After serving these sentences, he was convicted of aggravated assault in 1990. The court enhanced his sentence based on the prior conviction. A new habeas action against this trial was based on an argument that the enhancement relied on an unconstitutional prior conviction. Both the federal district court and the Third Circuit Court of Appeals determined that the enhancement was not permissible. The state prosecutors petitioned the United States Supreme Court to hear an appeal through a writ of certiorari.

==Opinion of the Court==
Justice Sandra Day O'Connor wrote the majority opinion of the Court which reversed the decision of the Third Circuit. As the basis for the habeas challenge was Title 28, Section §2254 of the United States Code, each element of that section had to be fulfilled in order to gain relief (a reduction in sentence). The first element was that the petitioner is "in custody pursuant to the judgment of a state court", a status that Coss could not fulfill as he was not serving his 1986 sentences any longer. Additionally, the claim was not properly raised because the original sentence was "no longer open to attack".

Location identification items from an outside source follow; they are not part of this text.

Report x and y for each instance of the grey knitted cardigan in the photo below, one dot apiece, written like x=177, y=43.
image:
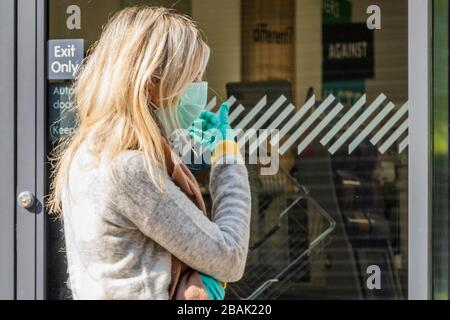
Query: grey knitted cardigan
x=120, y=231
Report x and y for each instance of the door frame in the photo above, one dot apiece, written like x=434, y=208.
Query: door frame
x=419, y=168
x=30, y=147
x=24, y=122
x=7, y=147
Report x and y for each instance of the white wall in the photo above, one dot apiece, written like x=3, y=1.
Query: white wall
x=221, y=22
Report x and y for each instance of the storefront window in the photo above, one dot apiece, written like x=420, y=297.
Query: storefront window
x=440, y=120
x=330, y=221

Other parts of the majority opinion regarding Sixth Amendment claims did not control a majority of the Court, thus the judgment of the Third Circuit was simply reversed.

===Dissenting opinions===
====Souter's dissent====
Justice Souter wrote a dissent which was joined by Justices Ginsburg and Stevens. Souter argued that because there was never a decision on the constitutionality of the original trial, the issue of "adverse effect" could still be raised.

====Breyer's dissent====
Another dissenting opinion in the case was authored by Justice Stephen Breyer. His short, one-paragraph opinion, argued that because the state has "failed to argue that the ... consideration of the 1986 convictions were harmless" there was no reason to overturn the Third Circuit's findings. This was a different reason than the Souter dissent, which is why he did not join it.